Não gosto de caridade. Não tenho esperança ou fé. Sou um espírito disperso, sem o alento das crenças. Em São Paulo, contudo, respondo ao que a miséria me pergunta.
Diante do pequeno Pão de Açúcar da rua Pamplona, são dezenas de mães, pais e filhos a despertar cotidianamente dos passantes a compaixão, diria mesmo a pena que, jovem e altiva, um dia eu rejeitei exercer diante de um outro ser humano como eu.
Ontem, uma mulher de 40 anos, os dentes escangalhados, sentada sem reação no meio-fio da calçada do supermercado, deu um giro sobre o corpo quando me viu entrar. “Preciso de arroz ou feijão, é sério, pra comer.”
Não sei se se tratava de uma profissional de quem pede. Há tantas pessoas assim pela cidade. Sempre penso que são miseráveis de qualquer forma. O ofício de implorar, eu não queria ter.
Aparentemente sou o rosto a quem recorrem quando ninguém mais responde. Disse-lhe que me esperasse e ela ficou exultante. Fui fazer minhas compras e quase me esqueci do que lhe prometera. “Arroz e feijão, Rosane, arroz e feijão”, e dei meia volta. Comprei das marcas mais baratas. Me sinto dura, sem vaidade. Mas ainda tenho o que possa dar.
Ela me esperava na saída, diante do caixa. Olhei-a mais de perto. Luminosa. Negra. Os dentes já não me pareciam tão ruins. “Hoje vai ter janta?”, perguntei-lhe sorrindo. Ela sorriu de volta. “Sabe, ninguém acredita em mim. O que eu mais queria nessa vida era trabalhar. Mas não sei ler nem escrever, o que posso fazer?”
Como sempre acontece nesses momentos, quem pede algo urgentemente não me dá muito tempo pra conversa. Ela pegou seus pacotes e saiu pela rua acima, rumo a algo ou alguém.

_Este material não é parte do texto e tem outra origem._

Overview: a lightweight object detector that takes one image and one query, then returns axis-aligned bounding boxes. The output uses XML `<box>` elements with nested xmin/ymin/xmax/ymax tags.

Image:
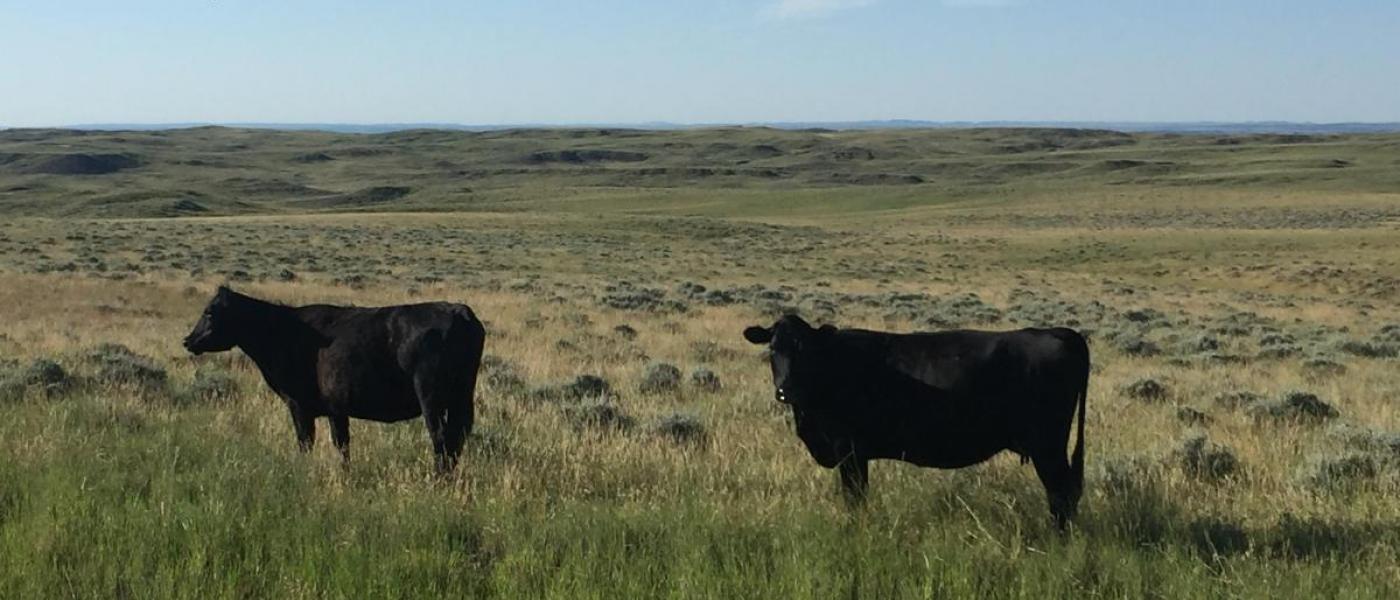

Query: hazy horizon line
<box><xmin>5</xmin><ymin>119</ymin><xmax>1400</xmax><ymax>135</ymax></box>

Teria se tornado não uma Beyoncé da vida, talvez uma Cardi B, pensei sem raciocínio, se o ambiente lhe fosse favorável, como parecia começar a ser no Brasil. Mas essa Bey não sabe ler nem escrever. Ou talvez diga não saber, pela sobrevivência.
Pequena estrela da empatia, eu lhe desejo uma ceia de mil e uma noites.